Governança

CIP denuncia “secretismo das auscultações” da Comissão Técnica para o Diálogo Nacional Inclusivo

O Centro de Integridade Pública (CIP) manifestou a sua profunda preocupação com a falta de transparência nos trabalhos da Comissão Técnica para o Diálogo Nacional Inclusivo (COTE). A organização lamenta que, desde o início das auscultações públicas em Setembro do ano passado, os resultados permaneçam desconhecidos, comprometendo a credibilidade de um processo tão importante para o país.

A Transparência em Risco

Segundo o CIP, a COTE iniciou a segunda fase das auscultações públicas sem antes ter divulgado o relatório da primeira fase, que decorreu entre Outubro e Dezembro de 2025. Esta atitude levanta sérias questões sobre a fiabilidade e abertura do processo, que deveria ser um pilar para a construção de reformas significativas.
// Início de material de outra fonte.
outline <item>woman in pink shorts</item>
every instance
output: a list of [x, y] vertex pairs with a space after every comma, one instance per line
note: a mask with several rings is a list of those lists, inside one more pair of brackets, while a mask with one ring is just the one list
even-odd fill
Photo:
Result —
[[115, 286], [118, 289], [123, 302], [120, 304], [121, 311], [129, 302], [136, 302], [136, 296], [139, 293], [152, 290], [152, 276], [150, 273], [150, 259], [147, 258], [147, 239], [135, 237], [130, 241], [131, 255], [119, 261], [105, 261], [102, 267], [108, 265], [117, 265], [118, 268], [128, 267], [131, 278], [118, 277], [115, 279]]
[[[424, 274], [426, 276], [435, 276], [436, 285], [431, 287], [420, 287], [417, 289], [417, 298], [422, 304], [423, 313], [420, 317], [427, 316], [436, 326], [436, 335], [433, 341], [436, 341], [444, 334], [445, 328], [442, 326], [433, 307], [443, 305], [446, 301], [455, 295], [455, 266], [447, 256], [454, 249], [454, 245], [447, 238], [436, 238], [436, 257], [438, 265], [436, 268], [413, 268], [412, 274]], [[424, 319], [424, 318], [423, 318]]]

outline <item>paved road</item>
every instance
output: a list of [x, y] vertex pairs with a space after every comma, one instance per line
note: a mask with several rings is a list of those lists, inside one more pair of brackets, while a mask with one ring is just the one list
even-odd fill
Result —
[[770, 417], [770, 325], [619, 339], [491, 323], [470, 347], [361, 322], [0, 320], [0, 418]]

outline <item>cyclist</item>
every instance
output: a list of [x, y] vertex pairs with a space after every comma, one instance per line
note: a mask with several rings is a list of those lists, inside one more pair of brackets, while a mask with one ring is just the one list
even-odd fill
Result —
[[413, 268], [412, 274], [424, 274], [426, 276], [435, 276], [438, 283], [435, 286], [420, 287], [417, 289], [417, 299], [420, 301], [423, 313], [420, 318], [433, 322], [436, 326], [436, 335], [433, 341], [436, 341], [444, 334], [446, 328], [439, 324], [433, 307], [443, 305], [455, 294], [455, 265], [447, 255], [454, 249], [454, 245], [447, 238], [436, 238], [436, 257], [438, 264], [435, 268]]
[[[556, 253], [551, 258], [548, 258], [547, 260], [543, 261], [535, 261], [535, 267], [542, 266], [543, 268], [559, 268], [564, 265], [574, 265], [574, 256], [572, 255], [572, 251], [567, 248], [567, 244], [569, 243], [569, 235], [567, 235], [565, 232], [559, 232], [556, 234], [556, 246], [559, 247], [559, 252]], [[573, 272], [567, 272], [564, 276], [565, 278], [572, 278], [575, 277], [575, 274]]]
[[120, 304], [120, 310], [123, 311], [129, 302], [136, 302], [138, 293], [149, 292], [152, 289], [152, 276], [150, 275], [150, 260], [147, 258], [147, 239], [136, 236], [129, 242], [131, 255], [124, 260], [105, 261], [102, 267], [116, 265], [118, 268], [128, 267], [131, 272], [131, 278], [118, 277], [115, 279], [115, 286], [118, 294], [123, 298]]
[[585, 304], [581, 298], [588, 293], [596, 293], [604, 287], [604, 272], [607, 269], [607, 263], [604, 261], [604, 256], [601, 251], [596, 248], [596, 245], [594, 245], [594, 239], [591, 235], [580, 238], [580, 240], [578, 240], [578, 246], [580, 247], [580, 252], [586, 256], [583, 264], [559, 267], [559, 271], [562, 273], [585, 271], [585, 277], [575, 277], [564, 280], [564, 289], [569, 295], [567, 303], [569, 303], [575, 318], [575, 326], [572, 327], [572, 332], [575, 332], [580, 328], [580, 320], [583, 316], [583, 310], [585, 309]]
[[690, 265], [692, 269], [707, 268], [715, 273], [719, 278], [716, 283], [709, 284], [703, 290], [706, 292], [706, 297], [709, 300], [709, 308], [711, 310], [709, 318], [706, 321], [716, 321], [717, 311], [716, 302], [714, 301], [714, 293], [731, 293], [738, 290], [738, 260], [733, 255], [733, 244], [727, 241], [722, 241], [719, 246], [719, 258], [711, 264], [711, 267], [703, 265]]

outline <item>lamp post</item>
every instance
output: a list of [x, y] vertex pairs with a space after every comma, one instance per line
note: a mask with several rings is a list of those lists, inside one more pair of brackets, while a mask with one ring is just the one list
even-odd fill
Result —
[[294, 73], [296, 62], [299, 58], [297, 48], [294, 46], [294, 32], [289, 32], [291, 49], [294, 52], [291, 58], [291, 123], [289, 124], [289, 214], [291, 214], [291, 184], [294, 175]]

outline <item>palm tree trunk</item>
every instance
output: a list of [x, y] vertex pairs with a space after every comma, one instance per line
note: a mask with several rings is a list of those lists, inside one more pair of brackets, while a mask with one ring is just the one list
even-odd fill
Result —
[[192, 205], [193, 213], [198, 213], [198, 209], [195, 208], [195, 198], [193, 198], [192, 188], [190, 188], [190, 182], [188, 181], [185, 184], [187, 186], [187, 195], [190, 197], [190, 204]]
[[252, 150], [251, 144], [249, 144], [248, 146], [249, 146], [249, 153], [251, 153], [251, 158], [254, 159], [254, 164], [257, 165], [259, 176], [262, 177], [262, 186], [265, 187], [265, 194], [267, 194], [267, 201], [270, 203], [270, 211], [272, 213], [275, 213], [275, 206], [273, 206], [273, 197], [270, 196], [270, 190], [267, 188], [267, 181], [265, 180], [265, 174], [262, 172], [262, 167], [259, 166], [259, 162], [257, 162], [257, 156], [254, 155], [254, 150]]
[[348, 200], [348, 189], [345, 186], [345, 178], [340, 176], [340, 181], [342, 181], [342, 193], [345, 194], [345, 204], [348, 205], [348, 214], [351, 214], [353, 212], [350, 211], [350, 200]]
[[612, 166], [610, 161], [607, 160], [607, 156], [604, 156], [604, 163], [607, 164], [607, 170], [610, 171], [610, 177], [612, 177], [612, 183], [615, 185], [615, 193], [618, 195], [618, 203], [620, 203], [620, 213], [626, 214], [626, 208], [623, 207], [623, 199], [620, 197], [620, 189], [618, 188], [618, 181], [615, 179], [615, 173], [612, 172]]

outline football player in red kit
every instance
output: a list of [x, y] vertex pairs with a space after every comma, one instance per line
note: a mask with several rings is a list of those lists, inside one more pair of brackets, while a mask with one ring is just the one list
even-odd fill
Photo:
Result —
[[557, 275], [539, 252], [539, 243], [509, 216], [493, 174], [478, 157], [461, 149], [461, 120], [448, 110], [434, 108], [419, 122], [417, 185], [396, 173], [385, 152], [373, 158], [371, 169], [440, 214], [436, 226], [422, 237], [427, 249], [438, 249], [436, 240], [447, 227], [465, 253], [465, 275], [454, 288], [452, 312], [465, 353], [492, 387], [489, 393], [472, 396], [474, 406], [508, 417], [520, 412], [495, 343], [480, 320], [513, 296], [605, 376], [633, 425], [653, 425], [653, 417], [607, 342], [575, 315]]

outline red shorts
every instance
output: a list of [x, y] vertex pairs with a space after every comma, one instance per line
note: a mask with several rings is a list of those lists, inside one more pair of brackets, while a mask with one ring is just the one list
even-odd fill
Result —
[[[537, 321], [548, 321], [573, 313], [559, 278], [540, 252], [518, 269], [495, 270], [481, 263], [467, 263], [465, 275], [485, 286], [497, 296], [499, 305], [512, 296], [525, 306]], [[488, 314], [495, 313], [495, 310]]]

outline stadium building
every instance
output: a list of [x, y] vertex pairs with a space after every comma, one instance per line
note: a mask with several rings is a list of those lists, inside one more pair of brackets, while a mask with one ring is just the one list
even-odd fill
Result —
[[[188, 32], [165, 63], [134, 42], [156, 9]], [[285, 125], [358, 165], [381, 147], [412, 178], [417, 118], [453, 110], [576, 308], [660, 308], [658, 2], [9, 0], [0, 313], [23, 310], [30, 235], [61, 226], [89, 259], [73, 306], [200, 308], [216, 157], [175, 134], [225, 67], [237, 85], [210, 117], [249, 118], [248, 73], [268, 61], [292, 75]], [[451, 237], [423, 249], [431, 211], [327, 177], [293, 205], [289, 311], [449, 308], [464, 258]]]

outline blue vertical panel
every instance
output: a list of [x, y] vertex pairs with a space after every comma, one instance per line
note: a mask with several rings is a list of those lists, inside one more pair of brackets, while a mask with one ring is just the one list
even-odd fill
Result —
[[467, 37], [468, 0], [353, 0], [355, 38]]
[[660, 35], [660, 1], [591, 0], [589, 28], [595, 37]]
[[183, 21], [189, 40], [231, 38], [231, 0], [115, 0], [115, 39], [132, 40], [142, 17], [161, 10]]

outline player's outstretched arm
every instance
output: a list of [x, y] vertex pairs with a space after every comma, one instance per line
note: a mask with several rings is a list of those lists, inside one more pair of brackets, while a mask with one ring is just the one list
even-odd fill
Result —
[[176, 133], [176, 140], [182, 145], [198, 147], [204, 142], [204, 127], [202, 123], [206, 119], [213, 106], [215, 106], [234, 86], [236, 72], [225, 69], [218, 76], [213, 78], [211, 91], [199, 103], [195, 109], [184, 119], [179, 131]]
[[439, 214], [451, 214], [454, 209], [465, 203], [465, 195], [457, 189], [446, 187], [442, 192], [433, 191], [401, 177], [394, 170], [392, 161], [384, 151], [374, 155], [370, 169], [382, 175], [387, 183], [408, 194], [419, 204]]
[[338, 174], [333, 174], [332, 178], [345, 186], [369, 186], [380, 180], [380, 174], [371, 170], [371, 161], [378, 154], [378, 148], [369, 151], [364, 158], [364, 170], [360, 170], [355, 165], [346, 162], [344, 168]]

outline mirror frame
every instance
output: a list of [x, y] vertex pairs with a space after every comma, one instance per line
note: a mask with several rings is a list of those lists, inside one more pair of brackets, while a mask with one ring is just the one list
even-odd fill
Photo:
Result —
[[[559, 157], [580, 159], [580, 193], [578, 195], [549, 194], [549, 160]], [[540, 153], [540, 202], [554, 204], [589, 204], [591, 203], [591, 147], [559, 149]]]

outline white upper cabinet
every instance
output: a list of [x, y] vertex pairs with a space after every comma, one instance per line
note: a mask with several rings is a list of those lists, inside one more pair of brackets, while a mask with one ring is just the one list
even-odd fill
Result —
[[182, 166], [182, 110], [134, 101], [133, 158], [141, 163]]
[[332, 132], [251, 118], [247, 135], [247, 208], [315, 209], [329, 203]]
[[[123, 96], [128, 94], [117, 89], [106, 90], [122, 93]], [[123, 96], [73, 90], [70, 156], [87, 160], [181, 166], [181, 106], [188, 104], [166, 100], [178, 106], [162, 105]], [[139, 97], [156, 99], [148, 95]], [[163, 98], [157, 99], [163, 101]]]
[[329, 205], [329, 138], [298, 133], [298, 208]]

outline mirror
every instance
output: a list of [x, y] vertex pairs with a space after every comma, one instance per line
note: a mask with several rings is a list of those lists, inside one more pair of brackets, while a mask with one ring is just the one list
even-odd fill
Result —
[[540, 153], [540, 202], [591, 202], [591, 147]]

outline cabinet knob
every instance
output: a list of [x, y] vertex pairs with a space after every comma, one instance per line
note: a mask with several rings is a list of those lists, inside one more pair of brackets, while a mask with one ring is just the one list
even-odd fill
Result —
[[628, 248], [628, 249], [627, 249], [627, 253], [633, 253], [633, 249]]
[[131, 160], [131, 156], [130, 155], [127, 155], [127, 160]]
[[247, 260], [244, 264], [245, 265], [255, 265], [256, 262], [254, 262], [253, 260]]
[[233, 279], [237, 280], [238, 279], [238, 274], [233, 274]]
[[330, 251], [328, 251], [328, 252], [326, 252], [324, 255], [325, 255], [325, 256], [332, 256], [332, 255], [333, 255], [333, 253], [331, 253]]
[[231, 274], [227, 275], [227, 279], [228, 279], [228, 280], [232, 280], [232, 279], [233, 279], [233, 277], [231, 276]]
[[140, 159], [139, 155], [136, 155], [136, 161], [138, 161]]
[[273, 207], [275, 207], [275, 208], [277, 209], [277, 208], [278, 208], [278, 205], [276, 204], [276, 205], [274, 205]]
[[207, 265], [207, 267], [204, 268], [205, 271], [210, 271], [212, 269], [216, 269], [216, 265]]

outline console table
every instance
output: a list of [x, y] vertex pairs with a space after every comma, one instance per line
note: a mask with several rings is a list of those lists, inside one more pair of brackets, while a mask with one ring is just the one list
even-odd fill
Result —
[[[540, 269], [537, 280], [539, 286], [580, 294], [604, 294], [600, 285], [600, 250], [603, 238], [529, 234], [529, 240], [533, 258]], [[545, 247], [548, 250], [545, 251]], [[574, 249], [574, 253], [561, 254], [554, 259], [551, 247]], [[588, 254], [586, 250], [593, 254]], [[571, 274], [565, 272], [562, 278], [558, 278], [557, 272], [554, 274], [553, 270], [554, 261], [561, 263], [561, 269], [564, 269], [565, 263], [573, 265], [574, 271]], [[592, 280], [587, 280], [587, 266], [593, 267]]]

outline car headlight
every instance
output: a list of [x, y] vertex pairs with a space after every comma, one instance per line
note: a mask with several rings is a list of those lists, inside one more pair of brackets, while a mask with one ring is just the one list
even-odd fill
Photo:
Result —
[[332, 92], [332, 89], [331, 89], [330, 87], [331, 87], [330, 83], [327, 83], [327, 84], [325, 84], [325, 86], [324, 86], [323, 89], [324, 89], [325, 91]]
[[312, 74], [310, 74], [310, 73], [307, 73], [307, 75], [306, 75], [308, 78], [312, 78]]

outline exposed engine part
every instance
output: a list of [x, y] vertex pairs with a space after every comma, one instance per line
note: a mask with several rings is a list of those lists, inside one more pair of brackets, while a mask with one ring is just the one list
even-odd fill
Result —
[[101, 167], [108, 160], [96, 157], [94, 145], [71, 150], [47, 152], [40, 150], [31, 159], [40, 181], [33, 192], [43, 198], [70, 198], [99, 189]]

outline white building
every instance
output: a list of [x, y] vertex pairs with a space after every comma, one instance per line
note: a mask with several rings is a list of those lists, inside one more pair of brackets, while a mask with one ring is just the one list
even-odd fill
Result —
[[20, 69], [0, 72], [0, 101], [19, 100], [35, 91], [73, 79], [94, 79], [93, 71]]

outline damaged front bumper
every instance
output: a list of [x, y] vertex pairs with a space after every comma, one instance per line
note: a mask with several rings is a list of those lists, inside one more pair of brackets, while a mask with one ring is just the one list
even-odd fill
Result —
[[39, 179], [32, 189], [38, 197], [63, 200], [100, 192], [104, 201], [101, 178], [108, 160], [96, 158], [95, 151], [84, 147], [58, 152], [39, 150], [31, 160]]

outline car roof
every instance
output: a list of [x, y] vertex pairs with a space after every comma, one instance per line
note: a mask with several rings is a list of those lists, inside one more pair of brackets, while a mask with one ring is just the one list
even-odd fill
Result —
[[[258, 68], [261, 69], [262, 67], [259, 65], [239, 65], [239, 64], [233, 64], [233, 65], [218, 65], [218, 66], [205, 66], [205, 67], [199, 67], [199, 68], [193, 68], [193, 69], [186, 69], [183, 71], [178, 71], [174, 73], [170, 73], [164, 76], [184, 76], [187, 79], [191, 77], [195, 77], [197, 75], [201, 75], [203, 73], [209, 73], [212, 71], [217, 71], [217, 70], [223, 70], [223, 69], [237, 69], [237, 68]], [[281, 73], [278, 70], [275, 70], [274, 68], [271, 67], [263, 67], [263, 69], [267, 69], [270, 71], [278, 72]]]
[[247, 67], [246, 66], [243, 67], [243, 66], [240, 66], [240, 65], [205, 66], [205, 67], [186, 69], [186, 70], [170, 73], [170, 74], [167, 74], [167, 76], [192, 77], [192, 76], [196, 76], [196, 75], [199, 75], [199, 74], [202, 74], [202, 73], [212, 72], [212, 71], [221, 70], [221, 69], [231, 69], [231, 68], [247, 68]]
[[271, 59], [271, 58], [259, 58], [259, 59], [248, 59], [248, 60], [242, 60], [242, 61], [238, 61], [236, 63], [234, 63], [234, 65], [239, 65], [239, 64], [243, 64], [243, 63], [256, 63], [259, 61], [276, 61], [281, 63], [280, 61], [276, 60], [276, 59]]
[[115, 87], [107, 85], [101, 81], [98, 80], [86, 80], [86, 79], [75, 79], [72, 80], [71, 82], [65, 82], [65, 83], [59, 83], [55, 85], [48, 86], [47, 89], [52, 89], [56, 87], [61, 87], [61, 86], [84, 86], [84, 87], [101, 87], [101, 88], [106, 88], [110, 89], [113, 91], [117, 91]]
O CIP defende que a credibilidade do Diálogo Nacional está directamente ligada ao nível de transparência e abertura. A ausência de prestação de contas pode não só abalar a percepção pública, mas também fragilizar a essência das reformas que se pretendem alcançar. Para a organização, a publicação dos resultados preliminares e dos relatórios mensais dos grupos de trabalho é fundamental para garantir a transparência, a rastreabilidade das propostas em discussão, um escrutínio público informado e uma participação cidadã de qualidade.

A participação pública, especialmente num processo que pode levar a reformas legislativas e constitucionais, não pode ser limitada a uma mera recolha de opiniões sem o devido acompanhamento. É crucial que os cidadãos saibam como as suas contribuições são tratadas, integradas ou, eventualmente, rejeitadas. Sem acesso a informações estruturadas, a participação torna-se apenas uma formalidade, esvaziando o princípio de uma cidadania informada e minando a legitimidade das decisões finais.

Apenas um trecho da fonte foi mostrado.